By Barani Krishnan
Investing.com - Gold prices drifted on Wednesday, seeking a steady perch for its next trajectory, as President Donald Trump’s warning of a “very painful” time for the United States from the coronavirus and a fresh selloff on Wall Street sent mixed signals to investors.
Gold futures on New York’s COMEX settled down $5.20, or 0.3%, at $1,591.40.
Spot gold, which tracks live trades in bullion, was up $11.52, or 0.7%, at $1,589.05 by 2:53 PM ET (18:53 GMT).
Notwithstanding Wednesday’s mixed trends, gold is still in a bullish mode, finishing with a sixth-straight quarterly gain as both futures and bullion finished March up 5%.
Gold is the go-to asset in times of social, political or financial trouble. America’s struggle with Covid-19 should ideally boost the yellow metal as a safe haven. Yet, any slump in U.S. stocks might intensify the cash crunch experienced by many investors now, prompting them to sell their gold holdings to cover losses in equities and elsewhere.
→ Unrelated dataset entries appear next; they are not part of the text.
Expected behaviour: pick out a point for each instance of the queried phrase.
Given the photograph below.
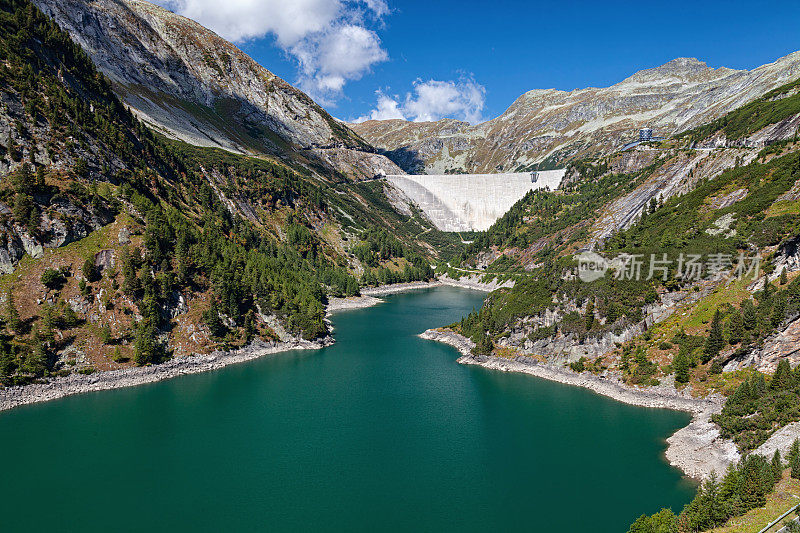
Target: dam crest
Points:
(471, 202)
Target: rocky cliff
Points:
(188, 83)
(553, 126)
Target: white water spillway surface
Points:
(471, 202)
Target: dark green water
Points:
(382, 431)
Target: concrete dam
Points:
(465, 202)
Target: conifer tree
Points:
(590, 314)
(681, 366)
(777, 465)
(795, 466)
(794, 453)
(13, 322)
(715, 341)
(735, 328)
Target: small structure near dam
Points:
(471, 202)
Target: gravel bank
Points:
(11, 397)
(696, 449)
(371, 296)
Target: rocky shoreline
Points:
(371, 296)
(697, 449)
(72, 384)
(60, 387)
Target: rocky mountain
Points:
(551, 126)
(188, 83)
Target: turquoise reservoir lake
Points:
(381, 431)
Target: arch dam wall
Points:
(465, 202)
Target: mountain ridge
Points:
(552, 127)
(187, 82)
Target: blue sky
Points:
(470, 60)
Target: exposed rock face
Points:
(191, 84)
(558, 125)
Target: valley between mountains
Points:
(170, 206)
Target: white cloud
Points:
(337, 56)
(387, 108)
(432, 100)
(329, 39)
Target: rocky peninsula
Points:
(697, 449)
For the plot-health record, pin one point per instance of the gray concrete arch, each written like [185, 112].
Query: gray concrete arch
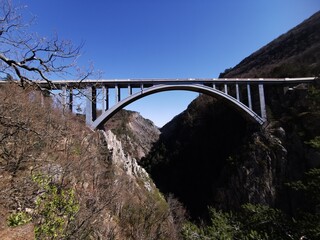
[242, 108]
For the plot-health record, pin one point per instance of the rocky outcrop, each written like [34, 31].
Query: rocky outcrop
[124, 162]
[136, 133]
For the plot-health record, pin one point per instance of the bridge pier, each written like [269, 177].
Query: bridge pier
[262, 102]
[237, 92]
[91, 105]
[249, 96]
[105, 93]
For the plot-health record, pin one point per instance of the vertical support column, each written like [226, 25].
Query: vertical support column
[225, 88]
[89, 106]
[64, 97]
[70, 99]
[41, 98]
[129, 90]
[249, 96]
[94, 103]
[237, 92]
[262, 102]
[117, 93]
[105, 92]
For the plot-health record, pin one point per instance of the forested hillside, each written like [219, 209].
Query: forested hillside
[258, 182]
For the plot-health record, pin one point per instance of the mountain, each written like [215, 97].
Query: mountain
[211, 156]
[136, 133]
[293, 54]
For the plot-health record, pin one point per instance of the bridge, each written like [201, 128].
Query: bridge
[245, 95]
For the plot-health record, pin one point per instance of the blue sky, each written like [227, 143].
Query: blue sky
[167, 38]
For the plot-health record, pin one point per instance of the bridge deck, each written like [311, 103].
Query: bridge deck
[58, 84]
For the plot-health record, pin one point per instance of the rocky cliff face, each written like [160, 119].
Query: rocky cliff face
[210, 155]
[136, 133]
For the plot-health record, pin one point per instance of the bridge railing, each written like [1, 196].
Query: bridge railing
[94, 90]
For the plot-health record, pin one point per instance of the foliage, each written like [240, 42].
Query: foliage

Gold is also at a crossroads after news earlier this week that Russia’s central bank, one of the biggest hoarders of bullion, was stopping its purchase of gold bars, presumably because of weaker finances caused by a crash in prices of oil, a commodity integral to Moscow’s economy.
“Gold prices should rise as the virus spread is intensifying alongside lockdown efforts to mitigate it,” said Ed Moya, analyst at online trading platform OANDA. “Gold prices should be supported as the impending global recession that is upon markets will be deeper and longer.”
“The path higher for gold, however, will be bumpy as steady central bank selling will likely occur as governments become desperate for raising cash.”